R. – Il rischio è la ripresa di azioni terroristiche intense anche suicide, che erano state per alcuni anni accantonate dai movimenti più estremisti del fronte palestinese, come Hamas, il Fronte popolare e l’Associazione per il jihad islamico. Questo è il rischio grave. E naturalmente a ogni azione e a ogni reazione non si sa mettere poi fine. Non c’è un terzo in grado di imporre la pace a tutti i costi e la soluzione più logica, cioè quella di due Stati per due popoli.

D. – C’è chi dice che Israele abbia delle grandi responsabilità. Come vede lei la situazione a ora?

R. – Pessimisticamente. E l’ho vista pessimisticamente nel momento stesso in cui il governo Netanyahu ha deciso di autorizzare la costruzione di nuovi insediamenti per i coloni. Questo è un fatto che per i palestinesi e per molti osservatori è inaccettabile in un percorso che voglia arrivare a una conclusione pacifica, come tutti si augurano.

D. – C’è il rischio anche del riaccendersi delle violenze con la risposta dura di Israele?

R. – Sì. Abbiamo dei precedenti che non tranquillizzano minimamente. Sappiamo che Israele ha come principio quello della ritorsione, legittimata ai suoi occhi e anche agli occhi di tanti osservatori da un atto violento, tra l’altro perpetrato in un luogo di culto. Il discorso poi riguarderà la proporzione di questa ritorsione.

D. – Sembra che non si riesca mai ad arrivare ad un punto…

R. – Purtroppo è così. Dal 1948, assistiamo ad una crescita sempre maggiore, salvo pochissimi momenti ottimistici, dell’oltranzismo. La soluzione dei due Stati e dei due popoli, che era prevista ad Oslo, sembra una dichiarazione assolutamente di pura buona volontà, ma non c’è nessuno in grado – né gli Stati Uniti né l’Europa e né la Russia – di premere sui due contendenti. Oggi, siamo in presenza di un governo fortemente di destra in Israele e dall’altra parte ci sono organizzazioni come Hamas, l’Organizzazione per il jihad islamico e il Fronte popolare che sono assolutamente al di fuori di qualsiasi controllo dell’Anp, dell’Autorità nazionale palestinese. Io credo profondamente che la spaccatura, che si è espressa anche in termini di scontro civile tra le due anime dei palestinesi, abbia espresso una parte relativamente più moderata, che mira certamente alla nascita di uno Stato, e una parte più oltranzista, che non ha alcuna difficoltà ad usare anche la popolazione come scudo.
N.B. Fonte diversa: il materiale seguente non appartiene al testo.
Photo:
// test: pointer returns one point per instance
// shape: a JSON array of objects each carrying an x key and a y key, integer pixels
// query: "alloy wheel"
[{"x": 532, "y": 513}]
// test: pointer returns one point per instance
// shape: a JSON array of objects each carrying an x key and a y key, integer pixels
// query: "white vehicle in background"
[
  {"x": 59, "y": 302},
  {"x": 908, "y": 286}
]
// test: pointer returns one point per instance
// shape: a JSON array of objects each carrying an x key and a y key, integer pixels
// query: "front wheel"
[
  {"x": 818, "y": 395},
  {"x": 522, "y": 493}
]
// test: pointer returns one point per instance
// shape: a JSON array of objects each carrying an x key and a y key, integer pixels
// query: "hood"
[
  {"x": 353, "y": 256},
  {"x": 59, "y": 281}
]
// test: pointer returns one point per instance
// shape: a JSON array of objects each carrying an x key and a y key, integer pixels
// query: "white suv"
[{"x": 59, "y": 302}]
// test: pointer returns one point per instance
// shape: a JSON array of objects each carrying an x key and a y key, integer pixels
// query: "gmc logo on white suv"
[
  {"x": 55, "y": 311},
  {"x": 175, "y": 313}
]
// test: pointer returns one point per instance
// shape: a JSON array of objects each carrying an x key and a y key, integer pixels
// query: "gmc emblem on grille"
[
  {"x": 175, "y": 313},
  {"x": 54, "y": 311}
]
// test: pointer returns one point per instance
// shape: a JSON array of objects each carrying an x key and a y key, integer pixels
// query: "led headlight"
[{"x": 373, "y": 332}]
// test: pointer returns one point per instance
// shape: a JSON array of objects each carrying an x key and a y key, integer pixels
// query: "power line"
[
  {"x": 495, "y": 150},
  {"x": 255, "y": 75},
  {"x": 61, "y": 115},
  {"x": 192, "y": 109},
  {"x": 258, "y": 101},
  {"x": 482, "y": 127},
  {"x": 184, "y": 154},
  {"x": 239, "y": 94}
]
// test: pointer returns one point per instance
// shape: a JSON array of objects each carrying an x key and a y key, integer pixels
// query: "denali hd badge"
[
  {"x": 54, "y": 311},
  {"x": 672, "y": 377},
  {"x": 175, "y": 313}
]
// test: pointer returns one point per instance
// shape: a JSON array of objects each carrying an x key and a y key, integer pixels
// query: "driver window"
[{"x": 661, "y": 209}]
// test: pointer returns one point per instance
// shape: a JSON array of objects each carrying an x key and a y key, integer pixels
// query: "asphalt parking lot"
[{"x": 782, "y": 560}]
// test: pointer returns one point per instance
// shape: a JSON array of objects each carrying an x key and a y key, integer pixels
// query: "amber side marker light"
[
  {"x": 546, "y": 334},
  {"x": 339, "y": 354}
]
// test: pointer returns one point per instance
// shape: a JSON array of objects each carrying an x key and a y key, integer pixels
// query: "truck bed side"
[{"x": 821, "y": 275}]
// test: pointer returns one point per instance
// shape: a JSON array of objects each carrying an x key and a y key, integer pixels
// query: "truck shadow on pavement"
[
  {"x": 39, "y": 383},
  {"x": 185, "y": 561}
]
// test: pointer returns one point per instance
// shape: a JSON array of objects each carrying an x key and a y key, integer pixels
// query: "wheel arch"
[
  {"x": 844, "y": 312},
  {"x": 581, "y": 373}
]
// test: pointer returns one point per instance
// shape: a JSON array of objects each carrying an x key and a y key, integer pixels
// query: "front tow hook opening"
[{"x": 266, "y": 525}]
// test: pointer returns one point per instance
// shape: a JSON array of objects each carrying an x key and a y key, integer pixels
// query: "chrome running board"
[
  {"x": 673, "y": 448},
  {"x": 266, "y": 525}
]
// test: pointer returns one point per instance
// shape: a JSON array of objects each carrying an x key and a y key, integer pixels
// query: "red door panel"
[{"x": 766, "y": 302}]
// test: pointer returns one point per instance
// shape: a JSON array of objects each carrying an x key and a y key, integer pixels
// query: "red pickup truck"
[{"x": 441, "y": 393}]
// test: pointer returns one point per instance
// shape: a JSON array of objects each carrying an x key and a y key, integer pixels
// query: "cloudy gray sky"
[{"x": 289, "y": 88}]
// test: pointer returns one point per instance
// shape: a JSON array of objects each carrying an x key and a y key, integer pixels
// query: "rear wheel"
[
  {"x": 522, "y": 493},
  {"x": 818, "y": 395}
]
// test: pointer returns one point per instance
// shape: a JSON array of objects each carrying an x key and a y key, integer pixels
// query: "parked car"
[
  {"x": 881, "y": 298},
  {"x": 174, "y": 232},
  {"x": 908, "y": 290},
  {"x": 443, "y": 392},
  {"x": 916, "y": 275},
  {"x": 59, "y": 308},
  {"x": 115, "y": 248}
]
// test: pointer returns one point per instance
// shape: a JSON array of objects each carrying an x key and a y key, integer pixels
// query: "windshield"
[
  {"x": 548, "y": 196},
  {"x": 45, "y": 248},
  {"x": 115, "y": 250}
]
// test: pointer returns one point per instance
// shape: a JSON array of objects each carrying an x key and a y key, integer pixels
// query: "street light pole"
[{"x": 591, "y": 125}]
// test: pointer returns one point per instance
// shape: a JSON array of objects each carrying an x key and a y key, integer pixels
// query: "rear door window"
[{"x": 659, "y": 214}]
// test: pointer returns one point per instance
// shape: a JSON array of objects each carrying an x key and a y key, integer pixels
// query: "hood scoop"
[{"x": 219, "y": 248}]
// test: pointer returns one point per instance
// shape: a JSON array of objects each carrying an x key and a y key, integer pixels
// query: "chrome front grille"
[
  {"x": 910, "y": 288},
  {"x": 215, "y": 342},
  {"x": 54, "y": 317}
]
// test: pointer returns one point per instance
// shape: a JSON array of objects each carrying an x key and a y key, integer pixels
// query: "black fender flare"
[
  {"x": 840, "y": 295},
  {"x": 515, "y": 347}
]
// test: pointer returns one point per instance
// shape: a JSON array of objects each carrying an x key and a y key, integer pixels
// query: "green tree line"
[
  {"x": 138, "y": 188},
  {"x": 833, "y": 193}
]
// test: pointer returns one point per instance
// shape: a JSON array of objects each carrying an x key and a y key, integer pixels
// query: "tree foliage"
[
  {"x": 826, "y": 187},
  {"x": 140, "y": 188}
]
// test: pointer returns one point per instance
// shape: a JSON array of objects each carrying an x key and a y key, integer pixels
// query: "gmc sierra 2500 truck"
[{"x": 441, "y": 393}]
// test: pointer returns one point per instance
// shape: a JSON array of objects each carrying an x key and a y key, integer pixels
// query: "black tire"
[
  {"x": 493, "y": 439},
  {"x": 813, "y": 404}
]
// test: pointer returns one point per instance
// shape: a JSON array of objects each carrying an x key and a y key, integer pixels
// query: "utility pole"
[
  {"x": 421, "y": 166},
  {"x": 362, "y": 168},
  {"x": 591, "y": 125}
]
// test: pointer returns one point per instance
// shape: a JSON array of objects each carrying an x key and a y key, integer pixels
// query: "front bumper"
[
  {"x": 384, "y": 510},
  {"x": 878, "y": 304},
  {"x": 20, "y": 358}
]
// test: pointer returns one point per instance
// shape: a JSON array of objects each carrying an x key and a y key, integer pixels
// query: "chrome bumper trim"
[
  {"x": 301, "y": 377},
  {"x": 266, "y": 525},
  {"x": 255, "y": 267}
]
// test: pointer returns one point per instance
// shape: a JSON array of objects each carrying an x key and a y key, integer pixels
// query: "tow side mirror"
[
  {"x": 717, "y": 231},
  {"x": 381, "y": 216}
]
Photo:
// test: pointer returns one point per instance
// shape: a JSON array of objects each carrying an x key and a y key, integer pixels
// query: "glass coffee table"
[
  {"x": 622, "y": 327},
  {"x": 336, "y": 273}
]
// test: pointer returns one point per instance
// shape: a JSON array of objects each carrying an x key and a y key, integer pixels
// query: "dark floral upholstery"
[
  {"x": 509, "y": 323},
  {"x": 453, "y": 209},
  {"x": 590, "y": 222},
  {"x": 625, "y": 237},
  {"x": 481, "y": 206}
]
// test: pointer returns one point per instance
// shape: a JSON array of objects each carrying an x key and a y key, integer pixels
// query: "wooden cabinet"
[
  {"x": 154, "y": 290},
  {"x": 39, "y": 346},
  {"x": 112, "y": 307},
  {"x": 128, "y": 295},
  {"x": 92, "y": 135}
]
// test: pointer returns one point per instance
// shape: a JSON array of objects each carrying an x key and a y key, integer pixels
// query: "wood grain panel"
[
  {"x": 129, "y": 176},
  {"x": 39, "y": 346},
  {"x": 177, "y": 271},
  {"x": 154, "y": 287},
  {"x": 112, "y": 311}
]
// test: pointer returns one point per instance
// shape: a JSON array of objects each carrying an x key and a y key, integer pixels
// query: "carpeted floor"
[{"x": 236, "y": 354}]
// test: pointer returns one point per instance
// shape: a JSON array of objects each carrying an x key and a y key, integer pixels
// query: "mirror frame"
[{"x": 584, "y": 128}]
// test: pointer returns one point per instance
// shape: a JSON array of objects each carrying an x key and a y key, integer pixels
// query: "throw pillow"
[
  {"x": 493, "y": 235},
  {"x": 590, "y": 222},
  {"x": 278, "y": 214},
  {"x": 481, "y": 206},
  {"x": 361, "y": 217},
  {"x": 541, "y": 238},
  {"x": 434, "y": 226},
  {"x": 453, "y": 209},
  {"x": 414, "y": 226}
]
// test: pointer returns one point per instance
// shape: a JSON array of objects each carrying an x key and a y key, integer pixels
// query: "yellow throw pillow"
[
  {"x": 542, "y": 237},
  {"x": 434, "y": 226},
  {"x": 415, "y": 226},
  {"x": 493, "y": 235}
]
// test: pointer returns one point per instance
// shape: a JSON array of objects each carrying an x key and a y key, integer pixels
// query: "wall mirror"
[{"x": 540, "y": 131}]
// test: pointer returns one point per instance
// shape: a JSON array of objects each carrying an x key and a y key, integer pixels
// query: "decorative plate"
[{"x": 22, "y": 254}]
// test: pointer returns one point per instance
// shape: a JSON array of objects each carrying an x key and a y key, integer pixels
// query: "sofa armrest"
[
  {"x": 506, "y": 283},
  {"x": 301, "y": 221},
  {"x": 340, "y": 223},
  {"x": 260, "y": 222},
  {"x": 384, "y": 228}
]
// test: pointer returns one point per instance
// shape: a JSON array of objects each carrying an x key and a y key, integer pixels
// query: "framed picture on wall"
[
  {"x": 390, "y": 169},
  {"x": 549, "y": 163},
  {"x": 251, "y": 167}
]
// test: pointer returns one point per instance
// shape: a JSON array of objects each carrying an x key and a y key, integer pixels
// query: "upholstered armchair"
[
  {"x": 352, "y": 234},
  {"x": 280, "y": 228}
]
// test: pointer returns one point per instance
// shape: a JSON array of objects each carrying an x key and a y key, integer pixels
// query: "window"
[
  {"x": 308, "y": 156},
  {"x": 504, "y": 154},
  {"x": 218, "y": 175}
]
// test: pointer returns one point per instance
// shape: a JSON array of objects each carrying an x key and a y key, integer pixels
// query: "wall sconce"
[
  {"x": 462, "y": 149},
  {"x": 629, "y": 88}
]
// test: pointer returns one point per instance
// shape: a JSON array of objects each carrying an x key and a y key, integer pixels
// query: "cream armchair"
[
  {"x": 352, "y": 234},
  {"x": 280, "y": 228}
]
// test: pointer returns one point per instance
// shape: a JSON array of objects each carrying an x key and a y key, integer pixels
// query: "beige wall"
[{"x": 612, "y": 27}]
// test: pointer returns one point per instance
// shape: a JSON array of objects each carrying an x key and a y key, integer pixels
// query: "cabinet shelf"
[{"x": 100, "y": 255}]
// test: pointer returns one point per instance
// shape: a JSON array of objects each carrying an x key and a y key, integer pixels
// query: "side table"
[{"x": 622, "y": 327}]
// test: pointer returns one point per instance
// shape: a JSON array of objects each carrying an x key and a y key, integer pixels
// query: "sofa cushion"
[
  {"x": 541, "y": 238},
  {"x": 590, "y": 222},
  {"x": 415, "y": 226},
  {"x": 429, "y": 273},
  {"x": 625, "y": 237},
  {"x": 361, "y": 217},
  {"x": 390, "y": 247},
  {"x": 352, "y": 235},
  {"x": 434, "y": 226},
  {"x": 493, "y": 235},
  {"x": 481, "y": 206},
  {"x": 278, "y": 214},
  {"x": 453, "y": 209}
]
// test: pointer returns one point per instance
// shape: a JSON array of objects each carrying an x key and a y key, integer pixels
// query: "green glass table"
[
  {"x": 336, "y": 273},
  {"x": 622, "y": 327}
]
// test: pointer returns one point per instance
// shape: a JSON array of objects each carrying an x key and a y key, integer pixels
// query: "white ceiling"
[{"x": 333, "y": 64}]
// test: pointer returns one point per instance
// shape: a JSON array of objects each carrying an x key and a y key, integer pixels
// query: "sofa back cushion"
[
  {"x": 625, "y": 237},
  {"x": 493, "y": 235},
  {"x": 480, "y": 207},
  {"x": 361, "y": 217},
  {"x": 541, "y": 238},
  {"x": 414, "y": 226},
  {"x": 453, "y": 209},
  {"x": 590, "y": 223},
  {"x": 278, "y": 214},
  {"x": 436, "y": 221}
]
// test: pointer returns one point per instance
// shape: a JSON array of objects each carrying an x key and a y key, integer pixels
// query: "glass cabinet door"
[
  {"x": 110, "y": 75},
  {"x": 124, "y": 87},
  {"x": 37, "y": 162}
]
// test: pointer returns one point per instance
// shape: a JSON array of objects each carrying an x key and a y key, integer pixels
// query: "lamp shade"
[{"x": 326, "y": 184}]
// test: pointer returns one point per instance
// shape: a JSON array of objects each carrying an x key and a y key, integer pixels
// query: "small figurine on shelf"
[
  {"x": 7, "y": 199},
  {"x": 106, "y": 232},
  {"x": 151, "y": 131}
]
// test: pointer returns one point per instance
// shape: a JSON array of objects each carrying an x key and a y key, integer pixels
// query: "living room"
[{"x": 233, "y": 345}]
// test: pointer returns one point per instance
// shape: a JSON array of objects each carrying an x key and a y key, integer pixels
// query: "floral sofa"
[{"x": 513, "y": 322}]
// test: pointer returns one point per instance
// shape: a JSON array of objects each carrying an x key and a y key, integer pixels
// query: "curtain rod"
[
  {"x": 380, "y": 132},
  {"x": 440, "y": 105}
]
Credo sia uno scontro tra oltranzismi oramai…

D. – E che manovrabilità ha in questo scenario l’Autorità nazionale palestinese, che non viene vista – sembra – come un interlocutore neanche da Netanyahu, il premier israeliano?

R. – Certo, perché naturalmente nel momento in cui l’Autorità nazionale palestinese non riesce a controllare tutti i territori di sua pertinenza, nel momento in cui non riesce a tenere un congresso per una serie di attentati, quasi sicuramente portati contro l’Autorità nazionale palestinese da Hamas, quello che decide ha una estensione limitata. Dunque, il governo israeliano si fa forte – diciamo – di questa strisciante guerra tra Hamas e Fatah, cioè dall’Autorità nazionale palestinese. L’auspicio è che vengano delle persone più ragionevoli su entrambi i fronti… Il discorso è che se si vuole arrivare ad una pace, si deve essere in due e si debbono fare concessioni. Non si devono soltanto esprimere parole vuote, che restano poi inapplicate.